Je dédie cet article à ma plus jeune soeur, qui a visionné (et qui m’a fait visionner) ce film des dizaines, des centaines, des milliers de fois…
La Petite Sirène est l’un des films d’animation les plus réussis : Une magnifique histoire d’amour impossible, des chansons rythmées et une multitude de personnages tous plus attachants les uns que les autres.
Mais à bien y regarder, nous pouvons constater que la jeune Ariel est l’image même de l’enfant pris en otage par ses deux parents séparés.

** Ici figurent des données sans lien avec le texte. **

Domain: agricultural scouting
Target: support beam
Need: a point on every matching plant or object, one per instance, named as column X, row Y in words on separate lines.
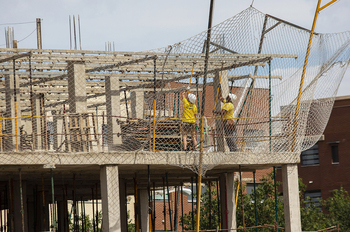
column 231, row 201
column 137, row 104
column 144, row 210
column 77, row 87
column 10, row 125
column 291, row 198
column 223, row 197
column 228, row 201
column 113, row 108
column 17, row 205
column 123, row 206
column 110, row 198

En effet, le personnage du père est bien stéréotypé : c’est l’homme fort, qui représente le pouvoir (c’est le roi Triton), l’autorité et l’interdit : c’est lui qui interdit à Ariel d’être en relation avec les hommes (= l’autre monde, qui représente, bien sûr, le sexe opposé).

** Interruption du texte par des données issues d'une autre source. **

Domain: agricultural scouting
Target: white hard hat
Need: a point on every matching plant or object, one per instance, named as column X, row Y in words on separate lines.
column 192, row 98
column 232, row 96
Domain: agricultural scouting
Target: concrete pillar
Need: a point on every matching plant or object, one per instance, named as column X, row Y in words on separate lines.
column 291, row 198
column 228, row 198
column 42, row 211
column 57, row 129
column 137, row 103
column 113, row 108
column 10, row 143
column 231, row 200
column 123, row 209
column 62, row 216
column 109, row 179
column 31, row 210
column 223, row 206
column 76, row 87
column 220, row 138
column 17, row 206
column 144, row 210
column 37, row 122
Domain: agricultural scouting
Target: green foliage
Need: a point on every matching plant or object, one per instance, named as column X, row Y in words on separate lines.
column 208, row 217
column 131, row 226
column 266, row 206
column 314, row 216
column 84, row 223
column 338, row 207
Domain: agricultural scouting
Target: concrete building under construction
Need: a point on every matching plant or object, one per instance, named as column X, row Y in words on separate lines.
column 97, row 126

La figure de la mère est un peu moins facile à décrypter ; mais nous pouvons affirmer qu’Ursula en est une image détournée : Elle précise notament qu’elle avait, à une époque, une place privilégiée au palais, place qu’elle semble avoir perdue à cause de son comportement : « de mon temps, on savait s’amuser, à l’époque où moi, je vivais au palais« , se lamente-t-elle ; et elle enchaîne : « et maintenant, regardez-moi… balayée de tous comme une vulgaire courtisane!« . A ces derniers mots, on peut comprendre qu’elle était la femme du roi Triton, et que son comportement quelque peu déplacé a provoqué leur rupture définitive.

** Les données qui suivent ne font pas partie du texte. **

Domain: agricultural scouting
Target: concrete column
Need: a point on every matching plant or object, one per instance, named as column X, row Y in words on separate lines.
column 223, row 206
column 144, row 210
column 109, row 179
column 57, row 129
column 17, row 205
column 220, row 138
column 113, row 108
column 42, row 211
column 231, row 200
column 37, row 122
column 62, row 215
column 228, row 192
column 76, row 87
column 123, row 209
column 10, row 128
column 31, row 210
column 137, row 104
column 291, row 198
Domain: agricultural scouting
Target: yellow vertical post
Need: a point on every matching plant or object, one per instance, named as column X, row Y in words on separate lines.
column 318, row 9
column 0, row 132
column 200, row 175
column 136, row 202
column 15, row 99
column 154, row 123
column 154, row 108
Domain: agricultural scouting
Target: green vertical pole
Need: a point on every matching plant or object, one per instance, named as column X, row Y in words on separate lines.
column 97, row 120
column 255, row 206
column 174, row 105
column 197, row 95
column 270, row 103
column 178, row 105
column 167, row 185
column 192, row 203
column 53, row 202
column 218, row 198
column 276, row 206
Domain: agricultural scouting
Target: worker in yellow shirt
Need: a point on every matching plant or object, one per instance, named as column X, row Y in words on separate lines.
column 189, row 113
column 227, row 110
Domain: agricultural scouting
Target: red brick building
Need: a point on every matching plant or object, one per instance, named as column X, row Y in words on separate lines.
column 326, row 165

De là à imaginer que la jeune Ariel est sa fille, il n’y a qu’un pas : voyez comme cette sorcière passe son temps à l’observer de loin, en silence.
On peu donc affirmer que l’histoire de La Petite Sirène symbolise le déchirement de deux adultes séparés, avec entre eux, les enfants, qui subissent : Ariel, en effet, semble être l’occasion pour Ursula de se venger du roi Triton (son ancien amant), figurant ainsi ce que de nombreux enfants vivent au sein de leur propre famille : Ursula se sert d’elle, de sa confiance, de son ignorance, dans le seul but de toucher le roi Triton ; Triton, quant à lui, est furieux de savoir que sa petite dernière a eu des relations avec cette femme détestée.
Nous pouvons aller plus loin dans cette analyse : Le roi Triton représente pour la jeune fille le père castrateur ; d’ailleurs tant qu’Ariel vit sous son toit, elle est « frustrée » par sa queue de poisson qui peut représenter une sorte de « ceinture de chasteté » rendant impossible pour elle toute sexualité. C’est auprès de la figure maternelle (Ursula), femme émancipée et sans complexe (voyez comme elle étale ses formes généreuses), qu’Ariel va pouvoir s’affranchir de l’interdit posé sur le sexe : c’est Ursula qui lui permet d’avoir des jambes (attribut suprème de la féminité), et c’est en s’éloignant de la maison du père, en fugant, même, qu’elle va pouvoir rencontrer l’amour. La preuve en est : pour pouvoir vivre pleinement son amour, même avec la bénédiction de son père, elle sera forcée de garder ses jolies jambes et de faire une croix définitive sur sa queue de poisson.
Une fois encore, nous pouvons constater à quel point les films d’animation traitent de sujets en rapport direct avec les grandes problématiques de notre société : la figure du père y est, certes, quelque peu stéréotypée, mais elle reflète bien l’image fondamentale que nous en avons. De même, la figure d’émancipation sexuelle, représentée par une femme (Ursula), reflète la symbolique diabolisée (lointainement issue de notre culture religieuse… ) que notre société met encore aujourd’hui sur la sexualité de nos jeunes filles.